Bücher waren für Leni immer wertvoller als Gold und Silber. Stundelang quatschten sie und Kristin über ferne Welten und Zauberwesen.
Es war das Strahlen in ihren Augen, das Kristin nun auf eine Idee brachte. Sie musste Julian überzeugen, Lenis Leben in seinem Herzen festzuhalten, um endlich Frieden zu finden. Wie könnte das besser funktionieren, als auf eine Weise, die Leni immer geliebt hatte.
Durch ein Buch.
Es würde aber nicht einfach werden, Julian dazu zu bringen, wieder ein Buch in die Hand zu nehmen. Geschweige denn, darin zu lesen. Aber es schien für Kristin der einzige Weg zu sein, um ihm über die Trauer zu helfen.

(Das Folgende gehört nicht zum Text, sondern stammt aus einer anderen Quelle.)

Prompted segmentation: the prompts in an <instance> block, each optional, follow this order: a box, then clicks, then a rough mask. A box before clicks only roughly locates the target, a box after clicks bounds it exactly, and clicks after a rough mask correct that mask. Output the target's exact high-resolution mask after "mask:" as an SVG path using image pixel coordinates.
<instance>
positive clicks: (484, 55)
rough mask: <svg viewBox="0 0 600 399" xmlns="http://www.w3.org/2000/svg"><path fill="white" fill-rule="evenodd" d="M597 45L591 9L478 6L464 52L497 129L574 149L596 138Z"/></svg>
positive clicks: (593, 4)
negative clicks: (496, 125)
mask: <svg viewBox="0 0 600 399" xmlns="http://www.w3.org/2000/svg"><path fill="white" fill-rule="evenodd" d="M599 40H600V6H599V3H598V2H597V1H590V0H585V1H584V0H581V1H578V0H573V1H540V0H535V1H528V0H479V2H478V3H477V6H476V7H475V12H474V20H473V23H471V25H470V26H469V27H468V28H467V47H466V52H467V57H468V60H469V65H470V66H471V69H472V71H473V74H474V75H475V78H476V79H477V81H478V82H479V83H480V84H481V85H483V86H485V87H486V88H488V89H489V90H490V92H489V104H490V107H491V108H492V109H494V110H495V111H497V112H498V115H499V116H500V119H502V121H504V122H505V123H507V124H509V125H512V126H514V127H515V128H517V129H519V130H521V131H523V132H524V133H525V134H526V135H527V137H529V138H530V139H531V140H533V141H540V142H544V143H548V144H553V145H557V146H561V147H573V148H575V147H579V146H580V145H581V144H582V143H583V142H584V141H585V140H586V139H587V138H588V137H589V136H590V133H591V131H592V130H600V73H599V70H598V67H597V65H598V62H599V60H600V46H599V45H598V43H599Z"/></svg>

Entschlossen reckte sie den Kopf in den verschneiten Himmel. Sie würde es versuchen. Für Julian.
Und für Leni.
7. Dezember
Noch am selben Abend setzte sich Kristin an ihren Schreibtisch und fertigte eine Liste mit all den Büchern an, von denen Leni ihr einmal erzählt hatte. Es wurde eine lange Liste, mit vielen schönen Namen. Julian hatte sich noch immer nicht bei ihr gemeldet. Vermutlich musste er erst selbst seinen Wutausbruch verdauen.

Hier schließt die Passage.